Jalak Jobanputra, managing partner at FuturePerfect Ventures, told International Business Times that recent global stock market volatility had led to rationalization among investors, and affected later-stage financing. However, she said that entrepreneurs remained enthused due to “the overall market opportunity and long term growth prospects, particularly in a market like India, where we are seeing millions of people with more expendable income, and who are coming on to smartphones and mobile broadband markets.”
She added a word of caution. “Entrepreneurs will have to focus on financial metrics, not [on] growing at any cost as has been the case over the past few years.”
Investment Director at Intel Capital, Sanjit Singh Dang, was also bullish on the Indian startup scene, and said there were a lot enthusiastic and passionate entrepreneurs in the Indian market. Commenting on investments, he told IBT: “Funding is doing fine for early-stage companies, raising series A and B, the late stage companies are seeing an impact. The fundamental reason is, till 2-3 years ago, IPO investors started investing in pre-IPO rounds, which are D and E, and jacked up the valuations. And when those companies went public, they couldn’t sustain those valuations.”
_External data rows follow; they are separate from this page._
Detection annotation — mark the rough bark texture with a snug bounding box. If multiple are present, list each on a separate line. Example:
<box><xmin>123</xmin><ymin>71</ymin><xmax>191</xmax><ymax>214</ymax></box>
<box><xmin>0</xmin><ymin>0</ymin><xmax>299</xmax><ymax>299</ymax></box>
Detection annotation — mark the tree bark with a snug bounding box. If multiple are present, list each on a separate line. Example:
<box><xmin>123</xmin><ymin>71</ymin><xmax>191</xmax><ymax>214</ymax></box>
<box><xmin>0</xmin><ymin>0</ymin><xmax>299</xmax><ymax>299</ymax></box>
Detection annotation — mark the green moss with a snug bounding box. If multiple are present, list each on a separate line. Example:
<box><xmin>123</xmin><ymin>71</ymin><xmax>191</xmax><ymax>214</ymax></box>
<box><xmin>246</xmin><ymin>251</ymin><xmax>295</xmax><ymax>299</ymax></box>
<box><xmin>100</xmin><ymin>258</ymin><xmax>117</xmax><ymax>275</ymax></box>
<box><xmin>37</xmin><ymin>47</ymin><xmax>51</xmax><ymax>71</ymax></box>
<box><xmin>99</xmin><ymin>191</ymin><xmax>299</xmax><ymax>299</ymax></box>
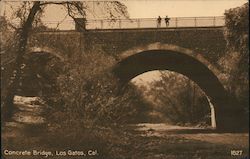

Karthik Reddy, managing director of Blume Ventures, echoed the sentiment, saying seed funding remained strong as ever, and the slowdown in investments, if any, was limited to big ticket investments. “If you remove the companies that have raised more than $50 million and push them aside, you will see that seed capital investment has not slowed down,” he told IBT.
Explaining things from a slightly different perspective, Sreedhar Prasad, partner, ecommerce & startups at KPMG India, said that despite abundant availability of money in the market, startups may struggle to raise funds because they were too focused on the idea while losing sight of its execution.
“I was observing many of the startups here [Surge], and everybody is talking about the idea, nobody is talking about the business. That’s what startups are significantly missing. Operating model and revenue streams, they don’t understand. Most of these guys are making the blunder of going to an investor with a half-baked idea. That is the problem we are seeing today,” Prasad said.
Prasad also defended the regulatory environment in India, which entrepreneurs have often blamed for not being encouraging. “Even the regulators are new to this business. So you can’t blame the regulator today. For example, what is Uber? Is it automotive, ecommerce, a financial service or a technology company? The regulatory environment in India is not mature enough to define it. The regulator is also on a learning curve,” he told IBT.
The government, led by Prime Minister Narendra Modi, seems to be trying to not just change its image but also actively support entrepreneurs. In January, Modi launched the Start-Up India initiative, which would create a dedicated corpus of 100 billion rupees ($1.45 billion) to fund startups, and said the government was working toward making it easier for startups to do business, as well as fast-tracking their patent applications and simplifying the process of exiting businesses.
The Indian government also approved Wednesday the setting up of Atal Innovation Mission (named after former Prime Minister Atal Bihari Vajpayee), a committee made up of academics, entrepreneurs and researchers that aims to promote setting up world-class innovation hubs in the country. Initially announced in February last year, the mission will have an initial fund of 15 billion rupees ($218 million).
Binod Kumar Bawri, a member of the committee, told a gathering at Surge that the mission aimed to create enterprises worth $300 billion to $500 billion in India over the next five years. He also said the government would give startups multiple tax sops in the upcoming budget (to be announced Feb. 29).
Bawri later told IBT that the mission will also provide three-year funding for innovation hubs to be set up across the country, and that the money for it would be separate from the funding already announced for the mission.
The one big takeaway from Surge 2016 for the Indian startup ecosystem? The coming year will see a surge in investments into startups by venture capitalists and angel investors who have become more discerning.